At Smiles by the Bay, we offer two types of braces: Self-ligating braces and traditional metal braces in gold. Both types of braces use brackets and archwires as the main components of the braces. Gold braces are more like traditional braces in that they hold the archwire to the gold brackets with elastic bands. Self-ligating braces use tiny doors on the brackets to hold the archwire in place, so no elastic bands are needed. Let’s take a closer look at the different parts of braces and self-ligating braces. 

Brackets

These are the tiny metal or ceramic pieces that attach to the tooth. Unlike brackets on traditional braces, self-ligating braces brackets have tiny doors on the front that close over the archwire. This differs from traditional braces that use elastic o-rings to hold the archwire to the bracket. Those elastics stain and wear out over time, which means they must be changed frequently in our office. Without the elastics, self-ligating braces require fewer office visits. 

Archwire

This wire stretches across the teeth through the brackets. The archwire pushes or pulls the teeth into place. With traditional braces, the archwire is held in place by o-ring elastics. Self-ligating braces use a small door to hold the wire in place, but the door allows the archwire to move more freely. It allows us to control the pressure applied to your teeth with more precision and comfort. 

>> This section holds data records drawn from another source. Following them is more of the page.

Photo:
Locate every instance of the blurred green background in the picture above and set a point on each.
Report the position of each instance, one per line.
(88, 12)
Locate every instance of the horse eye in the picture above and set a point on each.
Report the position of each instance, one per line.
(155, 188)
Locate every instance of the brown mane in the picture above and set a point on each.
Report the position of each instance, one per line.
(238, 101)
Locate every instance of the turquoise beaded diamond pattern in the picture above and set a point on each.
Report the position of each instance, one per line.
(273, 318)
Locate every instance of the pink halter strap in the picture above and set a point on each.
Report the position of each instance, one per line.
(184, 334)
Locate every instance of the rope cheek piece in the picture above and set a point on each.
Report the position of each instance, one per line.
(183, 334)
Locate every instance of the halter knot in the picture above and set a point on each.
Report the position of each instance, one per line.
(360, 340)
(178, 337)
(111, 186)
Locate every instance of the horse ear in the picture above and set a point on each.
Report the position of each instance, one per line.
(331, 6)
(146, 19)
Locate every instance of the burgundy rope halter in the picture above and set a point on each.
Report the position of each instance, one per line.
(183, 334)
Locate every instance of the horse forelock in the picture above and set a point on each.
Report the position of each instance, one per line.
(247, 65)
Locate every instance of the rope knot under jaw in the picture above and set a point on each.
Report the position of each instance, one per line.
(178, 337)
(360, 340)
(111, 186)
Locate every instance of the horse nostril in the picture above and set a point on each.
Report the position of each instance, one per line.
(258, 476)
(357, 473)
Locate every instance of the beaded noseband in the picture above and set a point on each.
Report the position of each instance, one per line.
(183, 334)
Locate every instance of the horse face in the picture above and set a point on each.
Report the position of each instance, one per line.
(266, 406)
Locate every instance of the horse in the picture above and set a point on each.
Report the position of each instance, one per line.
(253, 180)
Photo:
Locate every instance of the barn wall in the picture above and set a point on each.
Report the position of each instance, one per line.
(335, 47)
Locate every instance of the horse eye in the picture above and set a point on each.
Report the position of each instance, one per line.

Elastics (Gold Braces Only)

O-ring elastics are only used on our gold braces because they are more like traditional metal braces without the doors to hold the archwires. These elastics hold the archwire against the brackets, but they must be changed frequently because the rubber wears out after about six weeks. 

In addition to these three main components, self-ligating and gold braces have other parts that are used to help move your teeth. 

Powerchains

Powerchains are elastics that are connected together to speed up movement or work harder to move teeth that may need a bit more of a push to straighten properly. They are mainly used to close gaps between your teeth, particularly larger gaps that may take longer with just braces. 

Hooks

These are tiny posts found on some brackets that hold rubber bands. These rubber bands can be stretched from the upper to the lower jaw to repair crossbites or realign the jaws. The hooks usually are found on side or back brackets instead of the front ones, so you probably won’t notice them until we use them. 

Coil Springs

These can be used to spread two teeth apart to allow more space so the teeth between them can be straightened. They can also be used to close gaps between teeth. There are three types of coil springs: Open, Closed, and Passive. Open springs spread the teeth out. Closed coil springs eliminate teeth gaps. Passive springs keep straight teeth in place while the others are moved around them. 

Rubber Bands

These are different from the o-rings used around brackets with gold braces. Rubber bands are larger and are put over the hooks by the patient to realign the jaws or repair crossbites. The patient removes the rubber bands to eat or brush and floss their teeth, then puts new rubber bands in their place.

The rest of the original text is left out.